Dans ces deux conditions, le sujet met en place des procédures exploratoires différentes :

  • des procédures spécialisées (procédures optimales) dans le cadre d’une recherche précise,
  • des procédures générales comme l’Enveloppement qui est une des procédures ayant l’étendue la plus large, tout en étant réalisable dans un délai acceptable ; ou un ensemble de procédures spécialisées.
    • Si les procédures spécialisées sont compatibles, l’exploration sera rapide.
    • Si les procédures spécialisées sont incompatibles : le temps d’exploration sera long et le sujet se retrouvera dans la situation décrite précédemment, c’est-à-dire face à la difficulté de construire une représentation unifiée de l’objet.

Klatzky et Lederman (1993) n’ont pas intégré ces considérations dans leur boucle sélection-extraction des procédures exploratoires. L’approche de Russier (2000) nous semble intéressante, dans la mesure où elle propose au cours de sa thèse une boucle révisée, incluant ces observations (figure 12). De plus, elle ajoute une possibilité de vérification de la décision grâce à un retour à l’objet, avec la mise en place de nouvelles explorations.
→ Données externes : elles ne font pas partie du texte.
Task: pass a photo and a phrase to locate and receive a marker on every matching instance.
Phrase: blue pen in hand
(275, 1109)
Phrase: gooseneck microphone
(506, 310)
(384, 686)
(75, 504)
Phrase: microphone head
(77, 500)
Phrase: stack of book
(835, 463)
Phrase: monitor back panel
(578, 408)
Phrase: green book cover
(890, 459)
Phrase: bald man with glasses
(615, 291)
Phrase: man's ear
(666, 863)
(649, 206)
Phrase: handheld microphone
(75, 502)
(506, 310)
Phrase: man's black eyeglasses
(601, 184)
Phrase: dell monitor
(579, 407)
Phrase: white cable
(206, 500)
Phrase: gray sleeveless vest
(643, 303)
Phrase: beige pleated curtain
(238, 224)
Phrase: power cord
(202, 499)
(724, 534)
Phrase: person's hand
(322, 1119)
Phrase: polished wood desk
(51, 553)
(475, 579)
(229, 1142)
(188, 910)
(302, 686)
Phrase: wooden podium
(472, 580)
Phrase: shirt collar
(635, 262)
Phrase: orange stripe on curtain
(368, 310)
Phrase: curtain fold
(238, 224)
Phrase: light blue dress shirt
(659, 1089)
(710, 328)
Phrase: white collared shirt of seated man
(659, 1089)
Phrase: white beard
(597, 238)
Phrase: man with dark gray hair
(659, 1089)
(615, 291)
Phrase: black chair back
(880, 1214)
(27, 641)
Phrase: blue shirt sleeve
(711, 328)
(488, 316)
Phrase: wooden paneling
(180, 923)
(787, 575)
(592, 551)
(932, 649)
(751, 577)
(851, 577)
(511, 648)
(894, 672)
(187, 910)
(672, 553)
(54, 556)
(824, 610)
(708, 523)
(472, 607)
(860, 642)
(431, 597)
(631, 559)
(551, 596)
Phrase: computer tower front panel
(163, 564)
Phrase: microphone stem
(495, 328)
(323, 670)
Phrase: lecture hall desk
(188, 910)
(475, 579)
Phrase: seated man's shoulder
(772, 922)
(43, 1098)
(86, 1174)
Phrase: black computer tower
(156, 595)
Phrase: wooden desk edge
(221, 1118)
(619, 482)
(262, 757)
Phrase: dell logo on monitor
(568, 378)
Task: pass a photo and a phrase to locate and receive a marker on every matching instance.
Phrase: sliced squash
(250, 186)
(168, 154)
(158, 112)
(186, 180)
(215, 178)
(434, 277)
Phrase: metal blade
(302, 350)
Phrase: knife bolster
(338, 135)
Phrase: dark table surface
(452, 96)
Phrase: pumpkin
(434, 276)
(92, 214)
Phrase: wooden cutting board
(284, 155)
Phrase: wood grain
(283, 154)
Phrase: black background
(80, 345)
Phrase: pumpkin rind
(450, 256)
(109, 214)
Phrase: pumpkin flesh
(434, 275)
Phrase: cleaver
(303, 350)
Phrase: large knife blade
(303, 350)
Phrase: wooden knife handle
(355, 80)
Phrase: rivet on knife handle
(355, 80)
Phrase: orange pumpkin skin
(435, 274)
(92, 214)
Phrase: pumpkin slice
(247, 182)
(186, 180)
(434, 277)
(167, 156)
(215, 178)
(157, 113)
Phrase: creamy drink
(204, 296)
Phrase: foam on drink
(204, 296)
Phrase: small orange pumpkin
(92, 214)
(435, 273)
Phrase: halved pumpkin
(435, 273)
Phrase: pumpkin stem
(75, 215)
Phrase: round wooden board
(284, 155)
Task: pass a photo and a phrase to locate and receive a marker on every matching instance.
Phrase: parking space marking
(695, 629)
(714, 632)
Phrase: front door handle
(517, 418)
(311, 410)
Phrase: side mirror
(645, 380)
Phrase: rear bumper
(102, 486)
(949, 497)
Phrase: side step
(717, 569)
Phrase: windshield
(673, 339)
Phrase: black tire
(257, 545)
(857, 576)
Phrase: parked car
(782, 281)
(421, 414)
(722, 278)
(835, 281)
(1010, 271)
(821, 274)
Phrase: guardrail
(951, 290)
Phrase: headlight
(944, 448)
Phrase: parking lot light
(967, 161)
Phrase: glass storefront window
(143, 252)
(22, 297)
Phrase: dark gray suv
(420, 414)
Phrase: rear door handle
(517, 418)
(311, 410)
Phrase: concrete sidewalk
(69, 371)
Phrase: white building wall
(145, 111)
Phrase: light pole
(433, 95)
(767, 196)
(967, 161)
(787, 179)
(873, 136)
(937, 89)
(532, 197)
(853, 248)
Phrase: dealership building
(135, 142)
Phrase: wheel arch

Ainsi, dès la sélection des procédures en fonction du contexte, le sujet a deux solutions :

  • rechercher une information globale
  • rechercher une information spécifique

Si le sujet opte pour la première solution, il peut en cours d’exploration et donc, au fur et à mesure de l’avancée de ses hypothèses (début de résolution de problème), affiner son exploration et rechercher une information spécifique. Rappelons que ce mode d’exploration est qualifié de routine « grasp-and-lift » (empoigner et piquer). Le sujet explorant débute son exploration par une analyse grossière de l’objet (analyse globale) avant de procéder à une analyse détaillée (analyse locale) (Lederman et Klatzky, 1987, 1990). Toutefois, si la recherche locale ne satisfait pas le sujet, ce dernier a la possibilité de revenir à une recherche globale. De même, lors de la construction de la représentation d’objet, si des éléments sont manquants, le sujet peut revenir soit à une recherche spécifique, soit à une recherche générale

avec l’extraction simultanée de plusieurs types d’informations.

Pour résumer, nous pourrions dire que la diagnosticité des procédures exploratoires autrement dit la « hiérarchie d’évocabilité » des processus (Reuchlin, 1978) pour une tâche donnée, est déterminée selon :

  • le processus de diagnosticité choisi (de haut en bas ou de bas en haut). Ce dernier dépend :
    • du contexte :
      • tâche et consigne
      • objet (3D, 2D,...)
      • ....
  • du sujet :
    • de ses connaissances
    • de ses hypothèses
    • de ses capacités (motrices, perceptives,...,ex : handicaps ou expériences)
    • ...
  • des procédures exploratoires
    • du type de propriétés extraites (diagnosticité des procédures exploratoires)
    • compatibilité
  • des renseignements obtenus en cours d’exploration et susceptibles de modifier le type de processus de diagnosticité choisi.
Figure 12 : Boucle d’extraction-sélection des EP (procédures exploratoires), révisée d’après Russier (2000).
Figure 12 : Boucle d’extraction-sélection des EP (procédures exploratoires), révisée d’après Russier (2000).